Tag Archives: television

The Time Channel

4 May

20130504-121039.jpgA man wearing a dark suit with a brightly colored tie sits behind a news desk alongside a honey blonde with dreamy eyes. “It’s now 11:14 on the East Coast,” he is saying. “Right, Clark,” she replies. “Let’s go out to the West Coast and see what time it is there.” The screen changes to reveal a weathered man in corduroy slacks and a tan outback shirt standing in front of a rugged mountain vista. “Hi, Jeanette and Clark! I’m here in the Sierra Nevada where the sun is just peeking through the low clouds and it’s a quarter after eight.”

It has occurred to me that if TV can manufacture a 24/7 show on nothing more than the weather, then there is no limit to the possibilities. There already is a Golf Channel, a Fishing Channel, and a Poker Channel. Why not a Time Channel? I mean, if you can spin round-the-clock programming out of a bunch of guys trying to knock a ball into a hole in the ground, then certainly something as basic to our experience as Time is worthy of the effort.

Consider the possibilities. The Weather Channel offers a feature show called “When Waether Changed History”; the Time Channel could counter with “When Time Changed History.” Much more to the point, don’t you think?. If the Fishing Channel can run a special on striped bass in the Florida Keys, certainly a feature on the invention of the water clock by medieval momks is in order. Interviews with Mick Mickelson and Tiger Woods are staples of the Golf Channel; why not one with Antoine Francois Reynaud, the Paris keeper of the international cesium atomic clock?

One issue I have with The Weather Channel is that they run the same shows over and over. How often can you watch “Life Guards to the Rescue” before you’ve pretty much seen it all? But for time, the possibilities are, well, infinite. You’d never run out of them. There are 10,000 years of recorded history to draw upon and four billion years of prehistoric information before that. Meanwhile, we are every moment adding to the reservoir of past time. Then there is the future: cosmological theories about how the universe will evolve and hypotheses about parallel universes that exist simultaneously with ours.

Everone complains about the weather, annoyed that the meteorologists so often get it wrong. Many a child has awoken in anticipation of the eleven inches of snow that the weatherman predicted the night before, only to discover that nothing has happened and school is on as usual. (“Well, Todd, the storm took a more southerly track than predicted.”) With the Time Channel, you’d never get it wrong! As he climbs into bed, that youngester can be sure that tomorrow morning at eight o’clock it will be eight o’clock. That’s information he can take to the bank.

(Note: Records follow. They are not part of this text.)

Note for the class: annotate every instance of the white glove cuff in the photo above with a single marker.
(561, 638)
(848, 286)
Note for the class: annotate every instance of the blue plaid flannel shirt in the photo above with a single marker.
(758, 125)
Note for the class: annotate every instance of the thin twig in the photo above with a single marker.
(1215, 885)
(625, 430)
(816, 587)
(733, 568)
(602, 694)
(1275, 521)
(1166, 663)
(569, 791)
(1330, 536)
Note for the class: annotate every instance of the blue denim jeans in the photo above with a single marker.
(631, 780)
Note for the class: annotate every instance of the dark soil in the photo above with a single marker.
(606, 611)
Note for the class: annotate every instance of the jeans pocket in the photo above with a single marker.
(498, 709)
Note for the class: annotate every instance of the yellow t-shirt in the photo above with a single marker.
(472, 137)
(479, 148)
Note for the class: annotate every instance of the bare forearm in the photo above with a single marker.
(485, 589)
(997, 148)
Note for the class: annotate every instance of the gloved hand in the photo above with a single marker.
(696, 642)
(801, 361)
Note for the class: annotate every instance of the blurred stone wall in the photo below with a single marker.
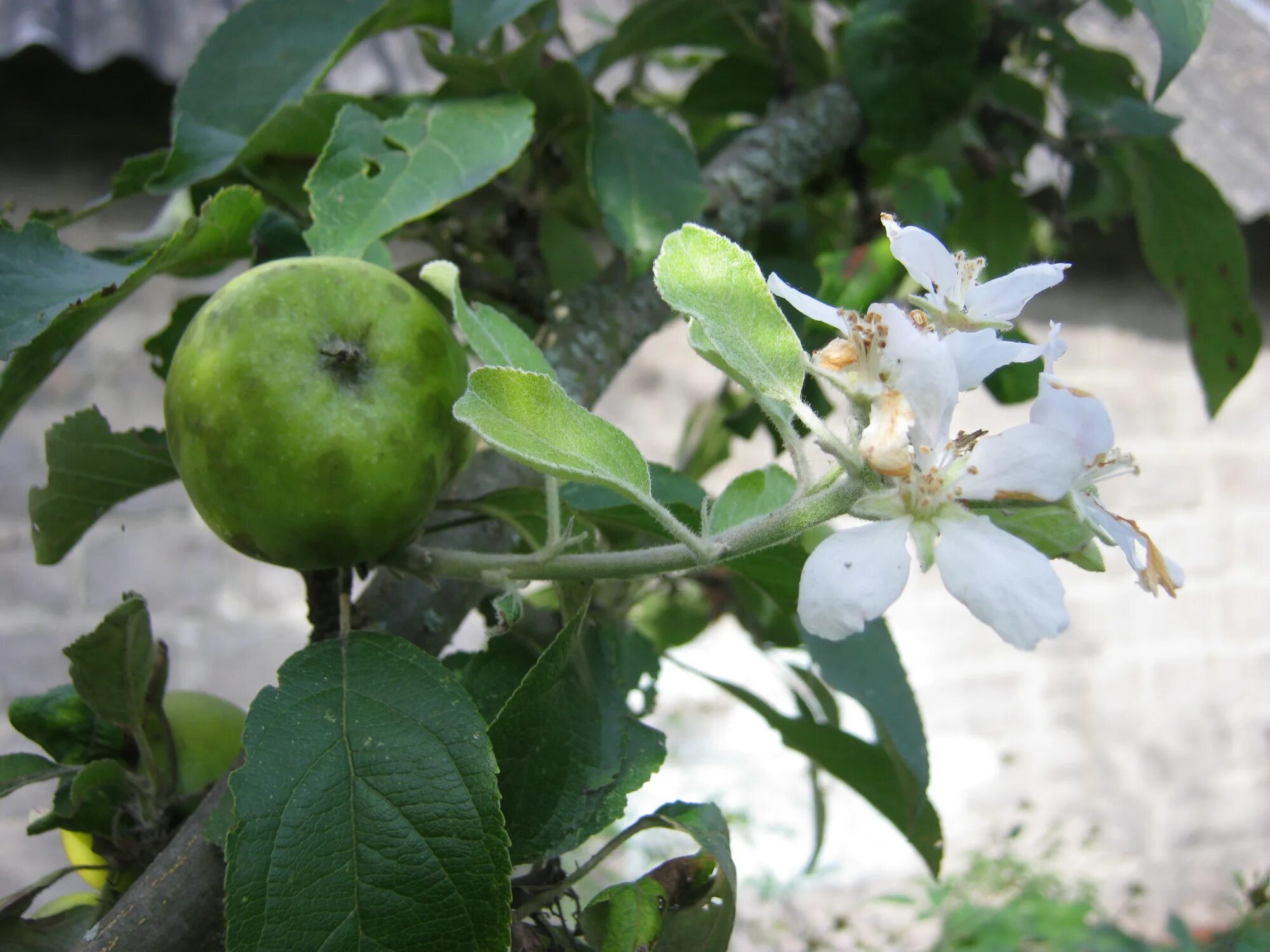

The Time Channel could be a real money maker, all right, far out-eraning the Weather Channel. Watch makers, finacial advisers (“It’s never too early to prepare for the future”), doctors and pharmeceutical companies (“Do you have a genetic history of risk for diabetes?”) would be lining up to buy advertising time. These are folks with Big Bucks. Who would you rather have underwriting your venture, Chaptstick or Ferris, Baker, Watts? No contest. I don’t know why no one has thought of it before, but I’m going to jump on this idea before someone else beats me to it. I’m heading to the patent office and registering this baby right now!